Towards the New Cross end of Old Kent Road is Asylum Road named for a large complex, a building built in the classical style.
This building used to house the Licensed Victualler’s Asylum. I have often wondered what the criteria were for admittance.
The Oxford English Dictionary (OED) defines asylum as sanctuary; protection – any of various kinds of institution offering shelter a place of refuge to distressed or destitute individuals. But language is not fixed and changes over time. When Shakespeare wrote for the theatres on the Southbank dictionaries had not been invented and he even spelt his name in various ways during his life. The tabloid press today often distorts the meaning of language, often not in a pleasant, useful way but to make political mischief. They have coupled the word asylum with the idea of people seeking economic advantage, and to perpetrate benefit fraud, rather than those seeking refuge from persecution.

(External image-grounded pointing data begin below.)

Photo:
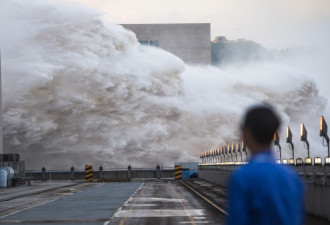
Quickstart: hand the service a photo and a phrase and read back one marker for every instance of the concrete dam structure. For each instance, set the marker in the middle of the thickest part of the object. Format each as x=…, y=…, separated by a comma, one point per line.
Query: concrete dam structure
x=189, y=41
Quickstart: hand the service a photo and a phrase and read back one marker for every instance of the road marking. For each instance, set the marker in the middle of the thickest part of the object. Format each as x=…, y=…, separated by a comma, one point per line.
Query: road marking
x=160, y=200
x=208, y=201
x=42, y=203
x=183, y=206
x=197, y=222
x=141, y=205
x=160, y=213
x=128, y=200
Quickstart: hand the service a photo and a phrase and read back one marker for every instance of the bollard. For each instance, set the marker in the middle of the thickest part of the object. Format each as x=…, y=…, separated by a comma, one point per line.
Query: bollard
x=178, y=172
x=327, y=170
x=43, y=174
x=158, y=176
x=129, y=173
x=72, y=173
x=88, y=173
x=308, y=170
x=100, y=172
x=318, y=171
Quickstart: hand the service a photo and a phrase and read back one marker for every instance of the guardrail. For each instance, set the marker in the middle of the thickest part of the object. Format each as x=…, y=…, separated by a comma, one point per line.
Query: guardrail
x=100, y=173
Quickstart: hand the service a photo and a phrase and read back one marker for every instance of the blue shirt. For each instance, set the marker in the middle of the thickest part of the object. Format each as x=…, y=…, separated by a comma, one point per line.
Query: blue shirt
x=263, y=192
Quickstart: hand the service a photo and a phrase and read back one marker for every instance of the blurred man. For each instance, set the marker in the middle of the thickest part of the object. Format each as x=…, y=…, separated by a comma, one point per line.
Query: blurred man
x=263, y=192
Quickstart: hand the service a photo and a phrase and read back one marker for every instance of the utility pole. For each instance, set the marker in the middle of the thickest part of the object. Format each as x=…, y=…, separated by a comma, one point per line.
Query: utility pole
x=1, y=143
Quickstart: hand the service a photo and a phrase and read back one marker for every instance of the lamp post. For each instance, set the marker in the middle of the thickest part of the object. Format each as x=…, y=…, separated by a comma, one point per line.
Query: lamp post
x=233, y=148
x=324, y=132
x=229, y=152
x=289, y=141
x=238, y=149
x=243, y=147
x=277, y=143
x=303, y=137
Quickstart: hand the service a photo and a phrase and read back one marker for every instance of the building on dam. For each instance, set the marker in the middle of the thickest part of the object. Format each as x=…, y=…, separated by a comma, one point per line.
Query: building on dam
x=189, y=41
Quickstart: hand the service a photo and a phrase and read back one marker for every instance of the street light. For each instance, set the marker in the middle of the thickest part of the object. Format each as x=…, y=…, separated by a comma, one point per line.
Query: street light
x=243, y=146
x=234, y=150
x=238, y=147
x=324, y=132
x=230, y=152
x=289, y=141
x=277, y=143
x=303, y=137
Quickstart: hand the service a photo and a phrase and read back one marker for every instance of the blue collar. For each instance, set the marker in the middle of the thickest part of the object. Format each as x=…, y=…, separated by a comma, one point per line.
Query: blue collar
x=264, y=156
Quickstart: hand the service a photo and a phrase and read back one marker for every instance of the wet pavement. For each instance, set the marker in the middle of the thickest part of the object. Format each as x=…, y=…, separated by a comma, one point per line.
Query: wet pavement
x=86, y=203
x=165, y=202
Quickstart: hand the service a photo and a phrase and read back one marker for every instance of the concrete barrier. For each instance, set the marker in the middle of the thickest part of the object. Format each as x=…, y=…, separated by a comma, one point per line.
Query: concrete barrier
x=316, y=178
x=72, y=174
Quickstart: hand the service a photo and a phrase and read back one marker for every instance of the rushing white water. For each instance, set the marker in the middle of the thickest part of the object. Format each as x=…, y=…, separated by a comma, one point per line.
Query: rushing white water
x=78, y=91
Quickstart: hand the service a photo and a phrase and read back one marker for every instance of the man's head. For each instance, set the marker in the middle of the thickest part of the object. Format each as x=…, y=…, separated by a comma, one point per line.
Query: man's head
x=259, y=126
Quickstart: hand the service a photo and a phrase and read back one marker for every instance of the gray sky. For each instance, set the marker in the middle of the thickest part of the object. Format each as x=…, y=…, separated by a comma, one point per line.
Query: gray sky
x=273, y=23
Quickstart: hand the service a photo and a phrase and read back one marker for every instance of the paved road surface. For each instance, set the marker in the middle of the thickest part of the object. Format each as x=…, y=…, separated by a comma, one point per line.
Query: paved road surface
x=63, y=207
x=165, y=202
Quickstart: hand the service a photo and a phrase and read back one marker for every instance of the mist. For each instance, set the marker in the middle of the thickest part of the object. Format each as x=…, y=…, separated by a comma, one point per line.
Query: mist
x=77, y=90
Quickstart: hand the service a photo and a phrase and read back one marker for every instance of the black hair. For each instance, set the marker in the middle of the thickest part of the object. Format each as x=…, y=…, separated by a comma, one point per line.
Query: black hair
x=263, y=122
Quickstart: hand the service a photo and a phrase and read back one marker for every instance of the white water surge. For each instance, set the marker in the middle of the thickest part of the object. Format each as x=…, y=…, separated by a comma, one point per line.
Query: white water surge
x=79, y=91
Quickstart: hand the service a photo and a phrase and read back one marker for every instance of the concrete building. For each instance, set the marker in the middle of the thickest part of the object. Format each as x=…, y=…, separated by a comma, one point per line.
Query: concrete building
x=191, y=41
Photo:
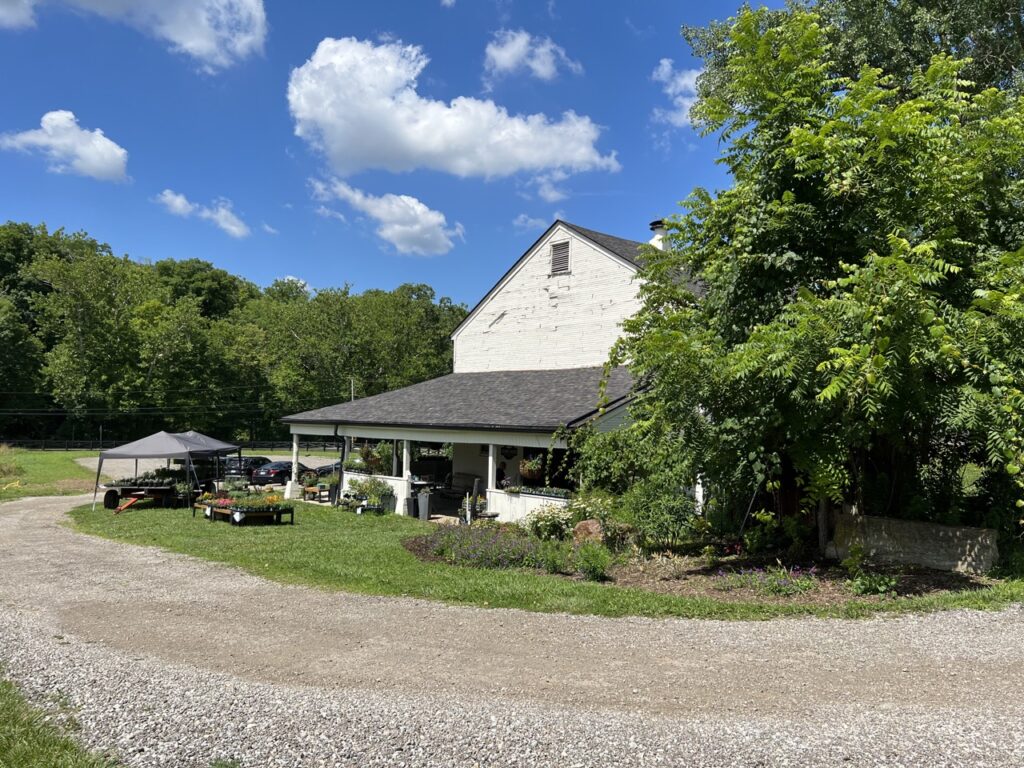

What was to become the OED was first published in 1928. It took more than seventy years to complete and consisted of twelve large volumes. (The second edition was published in twenty volumes!)
The compilation of the OED was thorough and meticulous; volunteers were sought, sent reading lists and books. The volunteers were asked to read through the selected works compiling on slips of paper quotations that defined key words, words both new and obsolete, from living authors and from those long since dead.
One volunteer that contributed more than any other, both in terms of quantity and quality, to the dictionary over many years was Dr W C Minor of Crowthorne, Berkshire. The strange thing was that he never attended any meeting or dinner of the organisers of the dictionary, and depending upon which account you believe, Dr Minor’s circumstances were not known to them for some years.
It was not until the Editor of the dictionary arranged to call on Dr Minor after twenty years of correspondence that Dr Minor’s circumstances became more widely known. Crowthorne is the village where Broadmoor Asylum is located and Dr Minor was a long term resident there, a resident because of his murder of George Merrit.
Dr Minor was a surgeon who had served as such on the Northern side in the American Civil War. One account suggests that it was his experiences in that war that triggered his mental illness though another account suggests that his illness arose from the effects of a very promiscuous life style. Today he would probably described as schizophrenic and one of the few who are violent.
The OED, the American Civil War, a forgotten murder in our Branch’s area, a Minor connection? Absolutely, but an interesting one.